1993年、パリコレにモデルとして参加して以来、モデル活動に、執筆や講演活動にとフル回転。常に前向きかつフェアなメッセージと笑顔で、多くの人を元気づけているアン ミカさん。なぜアン ミカさんは、いつもポジティブに輝いているのでしょうか。アン ミカさんが今のアン ミカさんになった秘密を、「言葉」をキーワードにし、その言葉にまつわるエピソードをお聞きして紐解く本連載。読むだけで心がちょっとラクになる、ビタミンのようなメッセージを受け取ってください。
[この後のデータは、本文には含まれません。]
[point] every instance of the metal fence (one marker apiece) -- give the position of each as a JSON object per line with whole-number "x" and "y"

連載第7回で愛する夫テディさんとの出会いについて教えてくれたアン ミカさん.。テディさんことセオドール・ミラーさんは制作会社を経営するアメリカ人。知人主催のゴルフで会った最初の言葉に「否定された?」と驚いたアン ミカさんでしたが、実は相性がぴったり。アン ミカさんは一瞬「結婚するかも」と思ったといいます。連載8回では、さらにおふたりが近づいていくまでと、アン ミカさんが夫のテディさんから受け取った「言葉」についてお聞きします。心に留めている31個の言葉をまとめた、『ポジティブ日めくりカレンダー 毎日アン ミカ』を発売したアン ミカさん。このカレンダーにもテディさんから贈られた言葉が含まれているそうです。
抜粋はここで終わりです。